Scientific classification
- Kingdom: Animalia
- Phylum: Chordata
- Class: Aves
- Order: Suliformes
- Family: Phalacrocoracidae
- Genus: †Valenticarbo Harrison, 1979
- Species: †V. praetermissus
- Binomial name: †Valenticarbo praetermissus Harrison, 1979

= Valenticarbo =

- Genus: Valenticarbo
- Species: praetermissus
- Authority: Harrison, 1979
- Parent authority: Harrison, 1979

Extinct genus of birds

Valenticarbo is a supposed genus of extinct bird that lived during the Late Pliocene or Early Pleistocene (c. 1.8 mya) of South Asia. It contains only the type species, V. praetermissus.

Harrison (1979) erected this genus because he found himself unable to assign a 19th-century plaster cast of a broken tarsometatarsus bone originally retrieved from Siwalik Hills sediments to modern cormorants. As the fossil itself is apparently lost, this makes the genus a nomen dubium.
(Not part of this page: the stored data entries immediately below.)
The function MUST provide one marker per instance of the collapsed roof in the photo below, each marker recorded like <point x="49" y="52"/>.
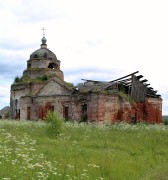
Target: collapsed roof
<point x="131" y="85"/>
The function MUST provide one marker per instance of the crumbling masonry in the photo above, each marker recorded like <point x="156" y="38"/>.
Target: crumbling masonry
<point x="42" y="88"/>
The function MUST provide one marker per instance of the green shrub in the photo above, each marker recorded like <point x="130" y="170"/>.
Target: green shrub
<point x="55" y="124"/>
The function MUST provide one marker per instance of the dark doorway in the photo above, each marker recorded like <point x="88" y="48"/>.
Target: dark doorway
<point x="28" y="113"/>
<point x="66" y="109"/>
<point x="84" y="113"/>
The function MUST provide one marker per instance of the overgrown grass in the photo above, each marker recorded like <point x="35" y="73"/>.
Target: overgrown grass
<point x="83" y="151"/>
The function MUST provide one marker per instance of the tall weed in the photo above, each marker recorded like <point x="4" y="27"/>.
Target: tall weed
<point x="55" y="124"/>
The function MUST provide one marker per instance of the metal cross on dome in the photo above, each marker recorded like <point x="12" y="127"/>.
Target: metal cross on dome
<point x="43" y="31"/>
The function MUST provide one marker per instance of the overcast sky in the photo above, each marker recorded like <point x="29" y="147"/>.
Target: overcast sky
<point x="94" y="39"/>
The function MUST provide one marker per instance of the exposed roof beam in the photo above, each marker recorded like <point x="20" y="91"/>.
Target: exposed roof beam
<point x="125" y="76"/>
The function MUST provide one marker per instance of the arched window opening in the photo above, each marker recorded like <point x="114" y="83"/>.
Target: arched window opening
<point x="28" y="65"/>
<point x="51" y="66"/>
<point x="45" y="55"/>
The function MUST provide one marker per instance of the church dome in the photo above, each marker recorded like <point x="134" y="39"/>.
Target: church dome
<point x="43" y="53"/>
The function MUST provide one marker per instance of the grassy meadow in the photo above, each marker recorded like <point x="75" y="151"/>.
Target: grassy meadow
<point x="83" y="151"/>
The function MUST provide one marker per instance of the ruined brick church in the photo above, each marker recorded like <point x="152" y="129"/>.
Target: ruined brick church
<point x="42" y="88"/>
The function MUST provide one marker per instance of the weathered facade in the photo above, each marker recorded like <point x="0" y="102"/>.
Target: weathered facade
<point x="42" y="88"/>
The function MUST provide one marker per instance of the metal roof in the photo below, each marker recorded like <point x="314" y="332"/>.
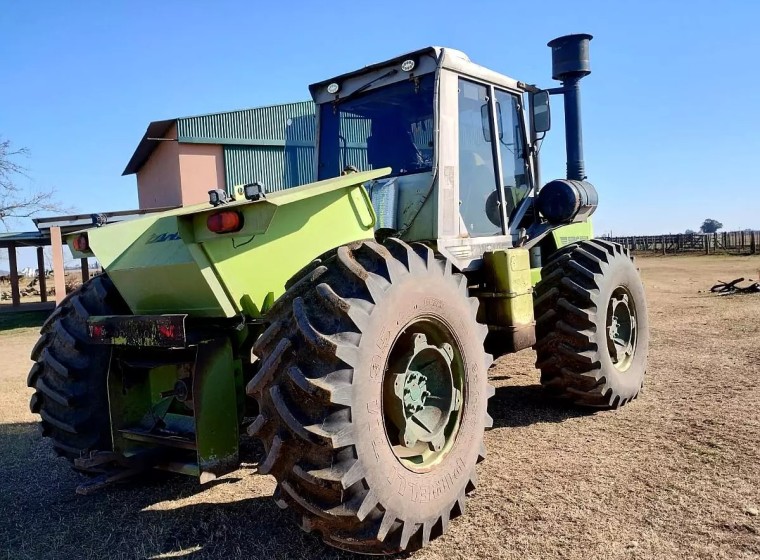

Few other researchers have commented on this, most deciding not to discuss this taxon. Those that did chided Harrison's decision to assign an undiagnostic and possibly damaged cast as a type specimen of a new genus. Olson (1985) called it
"...very near the acme of zealotry for naming new species of fossil birds. It is highly doubtful that the genus Valenticarbo could be shown to be valid, even if a specimen of it did exist."
Carroll (1988) considers this "genus" a synonym of Phalacrocorax, the modern cormorants. Given that fossil cormorants not assignable to Phalacrocorax are not known to have occurred later than Early Pliocene, this is likely to be correct, but the possibility that the original fossil was not of a cormorant at all cannot be discounted.